@lettucemode said:@morbiuswilters said:@lettucemode said:The dumping and truncating operations will only happen during plant fuel outages - these are periods when the plant will temporarily stop operating so that the nuclear fuel can be cycled. During this time, the system that normally writes to the database won't be used. So right now I don't lock the tables since nothing else is using it, but I'll probably add it next chance I get just in case. There are no political reasons for it, so I'll pass on the trick, but thanks :)
I didn't read the whole thread, but if you're just dumping and restoring then why don't you use a hot copy? It will be much faster and can easily give you a progress since you know the size.
I didn't know what that was, so I looked it up. Looks like it's a Perl script that works on Linux or NetWare. The database is running in a Windows environment and I'd have to wade through a fair bit of red tape to get Perl installed on the workstations. Thanks, though.
Unless you mean just generally copying the actual MySQL files during downtime...that solution causes a few issues since one of the requirements is to be able to load data sets of past outages for examination while also using the application normally. I won't be on site while the plant is operating and asking the operators to do anything with MySQL directly isn't feasible.
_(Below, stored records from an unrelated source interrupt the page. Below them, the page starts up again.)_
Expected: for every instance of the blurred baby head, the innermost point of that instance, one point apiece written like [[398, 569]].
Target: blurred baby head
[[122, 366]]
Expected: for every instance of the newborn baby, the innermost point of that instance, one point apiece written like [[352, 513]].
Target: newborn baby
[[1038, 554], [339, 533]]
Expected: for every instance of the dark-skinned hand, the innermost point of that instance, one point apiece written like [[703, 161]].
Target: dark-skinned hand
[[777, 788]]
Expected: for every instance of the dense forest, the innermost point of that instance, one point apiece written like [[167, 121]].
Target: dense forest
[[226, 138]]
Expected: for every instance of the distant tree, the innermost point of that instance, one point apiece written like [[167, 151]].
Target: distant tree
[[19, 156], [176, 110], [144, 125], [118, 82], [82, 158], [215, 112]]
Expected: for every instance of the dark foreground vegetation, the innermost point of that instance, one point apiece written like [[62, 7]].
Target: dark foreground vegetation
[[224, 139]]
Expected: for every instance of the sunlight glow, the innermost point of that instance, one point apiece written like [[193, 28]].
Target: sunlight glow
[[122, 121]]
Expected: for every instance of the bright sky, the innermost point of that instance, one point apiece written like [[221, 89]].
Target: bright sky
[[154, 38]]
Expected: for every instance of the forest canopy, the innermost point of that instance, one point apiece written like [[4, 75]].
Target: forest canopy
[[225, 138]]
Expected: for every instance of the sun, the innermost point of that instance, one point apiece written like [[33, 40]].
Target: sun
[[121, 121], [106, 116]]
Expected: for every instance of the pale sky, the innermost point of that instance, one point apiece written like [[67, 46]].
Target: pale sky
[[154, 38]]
There are scripts that do it, but a hot copy just means copying the underlying database files and loading them on another machine; it works on any OS MySQL runs on. It's much faster than a dump/reload (only really limited by the bandwidth between the machines you are copying from/to). You don't have to take the server offline to do it, although you do need to do a flush tables with read lock for MyISAM tables; InnoDB tables don't need to be flushed because they are crash-resistant. Believe me, there'd be no way to move multi-TB databases without it. However, if you don't have access to the MySQL datadir then it's a non-starter.